とはいえ、実際に、世界はこの300年ぐらいの間、西欧を中心に回って来たのだから、私のボンヤリした頭が世界をそう見ていたとしても無理はなさそうである。
西欧は圧倒的な力で世界をリードして来た。しかし、その圧倒的な力を手に入れるきっかけとなったのは、植民地の獲得ではなかったのか?
西欧は植民地から収奪した富により産業を興し、世界の中心に君臨するに至った、と大雑把に言ってもそれほど間違ってはいないような気がする。
そのため、西欧を中心にした繁栄の歴史は、収奪された側から見れば、まさしく暗黒の歴史だった。そんな酷い歴史が未来永劫にわたって続いたら堪らない。
歴史は栄枯盛衰の繰り返しであり、「驕れるもの久しからず」となるのが、当然の成り行きである。少なくともグローバルサウスの人たちが、そのように見ていても不思議ではない。
BRICS、そして中国、ロシアが期待されているのは、中国もロシアもグローバルサウスと呼ばれる地域で過去に植民地収奪を行っていないからだろう。
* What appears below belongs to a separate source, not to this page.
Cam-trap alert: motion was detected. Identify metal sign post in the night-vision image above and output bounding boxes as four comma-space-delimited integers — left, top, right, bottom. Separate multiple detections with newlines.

今、中国が投資によって経済的な支配を目論んでいると言っても、それは西欧による植民地収奪と今も続く搾取に比べれば遥かにましであると見られているようだ。
西欧の尻馬に乗っかった日本の繁栄など、西欧から見たら僅かなものだったかもしれないが、それさえも「春の夜の夢」とならぬように祈りたい気持ちである。